# Techwood tower question



## BoomieMCT (Dec 11, 2006)

I have a question about some speakers - I hope I have this in the right area. My brother is looking at some used speakers made by Techwood. These are floorstanding towers that have a 14" woofer mounted horizonally in the base. Has anyone heard about this brand? Are they any good? I haven't been able to find any information.


----------



## Wayne A. Pflughaupt (Apr 13, 2006)

Never heard of them. The only thing I found with a Google search was TVs.



> I haven't been able to find any information.

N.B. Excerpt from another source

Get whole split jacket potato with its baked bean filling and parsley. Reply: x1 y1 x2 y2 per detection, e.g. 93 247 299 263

That probably says a lot – nothing good, though...

Regards,
Wayne


----------



## drdoan (Aug 30, 2006)

BoomieMCT, have you or your brother actually listened to them? They may be an obscure brand or even white van speakers, however, if you like their sound, and the price is right, give them a try. Did the seller give any info on them (manuals, spec sheets, etc)? I suppose just because there isn't much info on them on the internet, they still may be great speakers. I certainly would do some listening tests especially if you can A,B them with some known good speakers. Let us know how it turns out. Dennis


----------



## Sonnie (Apr 11, 2006)

There are some of these listed on ebay... but I don't think they are this specific model.


----------



## Guest (May 2, 2007)

I have techwood system that rocks. The only thing it needs is the reciever needs is cleaned internally. I just recently moved and don't have room for it. So I'm probably gonna sell it.


----------



## jackfish (Dec 27, 2006)

They are of Chinese manufacture with suspect engineering and components. Sometimes you do get what you pay for.


----------